Carolina Hurricanes not moving says Ron Francis
Centennial Authority chairman Tom McCormick said Thursday that Carolina Hurricanes owner Peter Karmanos Jr., while looking to sell the team, is committed to it remaining in Raleigh and continuing to play in PNC Arena.
“Mr. Karmanos has personally assured me within the last six or eight weeks that he fully intends (the team) to be here for the long haul, has no intention of moving away,” McCormick said in an interview. “He would like to sell the team, that’s common knowledge, but I don’t think he has any intentions of it moving, and the fans shouldn’t worry about that.”
The authority, the arena landlord, held its monthly meeting Thursday, and McCormick was asked during the public-comments part of the agenda about news reports Karmanos has been sued for more than $100 million by his three adult sons in Michigan and the concern the reports might have caused for the authority.
“That’s a family matter between Pete and his children,” McCormick said.
Karmanos has been looking for a buyer or new ownership group for the Hurricanes, preferably one wth local ties. The Canes’ lease with the authority for PNC Arena extends through 2024.
According to news reports, the lawsuit filed last week in Oakland County, Mich., alleges Karmanos Jr. has defaulted on more than $100 million he borrowed from a trust established for his sons, who also alleged the trust was used in various ways to “support the Hurricanes.”
The plaintiffs allege Karmanos Jr. borrowed money from the trust, has failed to meet repayment terms and now owes them $105.7 million. According to the filing, the trust fund was created in 1996 with Compuware stock Karmanos owned, for estate and tax purposes. Karmanos owns 34 percent of the trust, and each of the three sons owns 21.6 percent.
Karmanos has not been available for comment, but said Thursday in a statement, “This is a family matter that has nothing at all to do with the Hurricanes.”
The authority, in the meeting, approved a budget for fiscal 2017 that includes spending $80,000 for a feasibility study for a practice facility for the Hurricanes.
“That’s one of the things the Hurricanes have always wanted, an on-site practice facility,” McCormick said. “We want them to be happy here, so we’re looking into the possibility of building one on-site here.”
Also under consideration is a major expansion of the arena, which opened in 1999. There was discussion Thursday about adding a ribbon board display inside the arena.

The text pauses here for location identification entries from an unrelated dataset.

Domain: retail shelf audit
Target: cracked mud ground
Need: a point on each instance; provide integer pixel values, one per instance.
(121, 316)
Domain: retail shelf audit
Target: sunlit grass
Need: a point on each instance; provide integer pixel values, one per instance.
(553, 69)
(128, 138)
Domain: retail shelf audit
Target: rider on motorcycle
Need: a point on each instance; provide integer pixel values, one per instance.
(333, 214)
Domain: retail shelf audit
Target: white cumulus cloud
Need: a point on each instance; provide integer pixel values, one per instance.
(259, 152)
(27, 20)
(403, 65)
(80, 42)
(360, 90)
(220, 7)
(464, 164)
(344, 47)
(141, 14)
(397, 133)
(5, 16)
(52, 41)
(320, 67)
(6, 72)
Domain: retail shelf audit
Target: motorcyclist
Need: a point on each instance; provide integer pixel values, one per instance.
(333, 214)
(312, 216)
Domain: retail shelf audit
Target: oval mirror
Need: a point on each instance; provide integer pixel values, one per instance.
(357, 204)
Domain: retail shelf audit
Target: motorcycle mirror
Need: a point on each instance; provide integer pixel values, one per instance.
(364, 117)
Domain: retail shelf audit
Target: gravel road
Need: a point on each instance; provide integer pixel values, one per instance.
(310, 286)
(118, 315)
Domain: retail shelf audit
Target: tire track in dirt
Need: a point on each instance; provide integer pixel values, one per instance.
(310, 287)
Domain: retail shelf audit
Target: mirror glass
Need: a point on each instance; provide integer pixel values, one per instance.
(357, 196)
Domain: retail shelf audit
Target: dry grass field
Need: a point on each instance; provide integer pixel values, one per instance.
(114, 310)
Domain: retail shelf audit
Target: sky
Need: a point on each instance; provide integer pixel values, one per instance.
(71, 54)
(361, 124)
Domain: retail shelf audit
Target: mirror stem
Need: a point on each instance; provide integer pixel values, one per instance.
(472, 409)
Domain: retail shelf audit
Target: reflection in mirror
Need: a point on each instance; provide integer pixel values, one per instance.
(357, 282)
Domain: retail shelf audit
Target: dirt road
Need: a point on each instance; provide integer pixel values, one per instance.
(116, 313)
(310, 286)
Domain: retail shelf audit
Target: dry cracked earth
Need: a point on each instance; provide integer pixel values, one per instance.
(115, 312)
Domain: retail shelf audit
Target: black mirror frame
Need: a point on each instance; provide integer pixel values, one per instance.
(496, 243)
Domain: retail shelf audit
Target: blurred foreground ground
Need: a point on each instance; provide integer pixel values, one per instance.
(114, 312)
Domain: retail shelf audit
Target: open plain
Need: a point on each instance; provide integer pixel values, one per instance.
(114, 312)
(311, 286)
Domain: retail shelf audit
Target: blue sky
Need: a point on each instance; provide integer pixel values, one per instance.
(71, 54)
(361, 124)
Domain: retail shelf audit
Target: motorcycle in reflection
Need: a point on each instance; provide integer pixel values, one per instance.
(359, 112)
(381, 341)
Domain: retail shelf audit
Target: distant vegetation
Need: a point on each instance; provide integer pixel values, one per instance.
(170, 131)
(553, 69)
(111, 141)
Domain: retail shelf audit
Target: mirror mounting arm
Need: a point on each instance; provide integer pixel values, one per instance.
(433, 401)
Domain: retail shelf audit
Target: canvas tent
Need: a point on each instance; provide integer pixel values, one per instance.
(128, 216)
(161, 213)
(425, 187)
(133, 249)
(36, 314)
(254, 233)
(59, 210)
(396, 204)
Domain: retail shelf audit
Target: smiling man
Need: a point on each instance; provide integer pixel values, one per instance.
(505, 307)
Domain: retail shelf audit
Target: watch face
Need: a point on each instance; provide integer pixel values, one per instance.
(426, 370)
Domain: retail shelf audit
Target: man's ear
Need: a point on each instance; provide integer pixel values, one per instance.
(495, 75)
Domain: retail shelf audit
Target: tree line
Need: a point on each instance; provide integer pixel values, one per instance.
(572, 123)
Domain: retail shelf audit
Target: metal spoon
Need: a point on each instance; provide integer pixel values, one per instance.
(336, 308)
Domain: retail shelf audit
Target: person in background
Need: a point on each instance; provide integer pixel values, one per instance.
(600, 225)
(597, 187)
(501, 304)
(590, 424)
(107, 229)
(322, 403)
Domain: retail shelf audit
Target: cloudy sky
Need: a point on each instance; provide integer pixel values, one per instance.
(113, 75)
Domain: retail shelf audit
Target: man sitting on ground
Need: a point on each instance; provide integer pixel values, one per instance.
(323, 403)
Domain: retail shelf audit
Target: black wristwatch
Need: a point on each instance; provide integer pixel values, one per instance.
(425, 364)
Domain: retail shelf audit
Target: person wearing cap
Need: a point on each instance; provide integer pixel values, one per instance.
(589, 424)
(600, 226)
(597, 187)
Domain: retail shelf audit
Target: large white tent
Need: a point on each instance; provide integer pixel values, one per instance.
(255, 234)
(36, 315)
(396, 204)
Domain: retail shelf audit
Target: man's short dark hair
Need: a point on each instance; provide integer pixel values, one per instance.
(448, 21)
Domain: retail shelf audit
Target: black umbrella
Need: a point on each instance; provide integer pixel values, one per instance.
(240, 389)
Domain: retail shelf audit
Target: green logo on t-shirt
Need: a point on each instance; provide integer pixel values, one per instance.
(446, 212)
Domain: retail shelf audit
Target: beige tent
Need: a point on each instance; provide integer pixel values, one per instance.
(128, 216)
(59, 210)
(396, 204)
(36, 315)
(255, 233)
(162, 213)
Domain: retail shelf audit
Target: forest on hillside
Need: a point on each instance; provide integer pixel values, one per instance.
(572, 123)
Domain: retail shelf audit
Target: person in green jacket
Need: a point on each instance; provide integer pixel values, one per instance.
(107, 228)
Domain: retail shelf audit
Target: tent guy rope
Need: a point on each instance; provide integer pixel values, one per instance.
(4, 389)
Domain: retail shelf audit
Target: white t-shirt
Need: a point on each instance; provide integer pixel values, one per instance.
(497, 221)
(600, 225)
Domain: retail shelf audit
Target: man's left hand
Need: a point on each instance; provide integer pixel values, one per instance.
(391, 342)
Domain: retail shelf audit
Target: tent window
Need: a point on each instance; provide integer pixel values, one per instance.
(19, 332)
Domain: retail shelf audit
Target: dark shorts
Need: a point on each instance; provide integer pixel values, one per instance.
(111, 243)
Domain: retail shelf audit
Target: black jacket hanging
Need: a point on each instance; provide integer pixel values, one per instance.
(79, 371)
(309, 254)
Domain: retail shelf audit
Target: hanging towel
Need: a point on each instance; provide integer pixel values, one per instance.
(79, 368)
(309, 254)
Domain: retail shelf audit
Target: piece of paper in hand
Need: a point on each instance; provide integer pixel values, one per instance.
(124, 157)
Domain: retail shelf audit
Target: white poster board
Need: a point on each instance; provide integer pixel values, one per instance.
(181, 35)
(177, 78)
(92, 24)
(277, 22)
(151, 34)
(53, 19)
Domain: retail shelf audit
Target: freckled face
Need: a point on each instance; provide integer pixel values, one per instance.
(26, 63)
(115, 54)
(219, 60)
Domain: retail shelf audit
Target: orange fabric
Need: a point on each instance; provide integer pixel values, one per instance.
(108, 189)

Neither the Hurricanes nor N.C. State, which shares the arena with the hockey team, would pay for the installation of the ribbon board, which would be used to enhance the game-day experience.
Gale Force, the umbrella company of the Hurricanes, is responsible for the day-to-day operations of the arena and covers any annual operating losses.
Authority member Steve Stroud said Thursday that in most years since the arena opened, Gale Force has absorbed losses.
Stroud that the Hurricanes have become a big part of the community, winning the Stanley Cup in 2006, saying, “I would hate to think where we would be without the Hurricanes.”